It seems pretty indisputable that whatever one thinks of charter schools, they do cause some changes in school districts where they’re present in any significant number. It’s a legitimate question whether those changes actually get to the level of teaching and learning, but as the dance Washington D.C. Superintendent Janey is doing illustrates, they do shake things up. You could argue, of course, that charters are merely present in large numbers in places where things are really screwed up and so that, not the charters, causes changes. But I think the evidence runs the other way.

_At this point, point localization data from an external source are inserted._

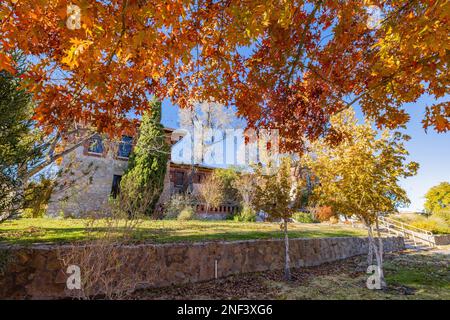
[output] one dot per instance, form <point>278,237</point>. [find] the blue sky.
<point>431,150</point>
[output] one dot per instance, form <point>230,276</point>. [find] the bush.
<point>324,213</point>
<point>304,217</point>
<point>247,214</point>
<point>186,214</point>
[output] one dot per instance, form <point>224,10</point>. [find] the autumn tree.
<point>276,195</point>
<point>211,192</point>
<point>361,175</point>
<point>288,65</point>
<point>147,165</point>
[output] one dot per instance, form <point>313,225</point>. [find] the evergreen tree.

In any event, I was thinking about all that reading Janey’s remarks and Mike Casserly’s interesting op-ed in Sunday’s WaPo. Casserly is exactly right that governance changes alone don’t solve anything. Paul Hill made that point in greater depth in this paper a few years back. But where I think Mike gets it wrong, or doesn’t engage enough, is the question of the best way to get to alignment and clarity in a place like D.C. I think the notion that consolidating power and accountability and reworking the system that way, with that leverage point, rather than trying to do it through a demonstrably dysfunctional governance arrangement is a very plausible theory of action. And, since the process that puts in place a mayoral takeover, the option on the table now, has to be democratic at some level — mayoral election, state legislature, etc…I don’t see it as illegitimate. Likewise, it doesn’t have to be permanent, either. Further, in this case, as Mike points out, the redundancy in education governance in Washington is almost comical. D.C. could do a lot worse than look to Hawaii for some ideas on having a unified state/school district structure since there is only one school district in Washington in the first place. So Mike’s right about the core issues, but I’m not sure the process question, how to get there, is nearly as encouraging as he makes it out to be. In other words, I don’t have much confidence in the current arrangements in D.C. to bring about the changes, even with the pressure of the growing market share of charters.
Update: Sara Mead, who knows much more about D.C.’s education scene than most, makes some good points about going the Hawaii route and I should have been clearer. I’m not saying that D.C. should adopt the HI model whole hog. Rather, I’m merely saying that there is a lot of redundancy and even considering the pluralism around charter schools and the dual responsibilities of being a state and a school district, there are ways to structure governance that are a lot more streamlined, aligned, and effective than the system now and HI shows that.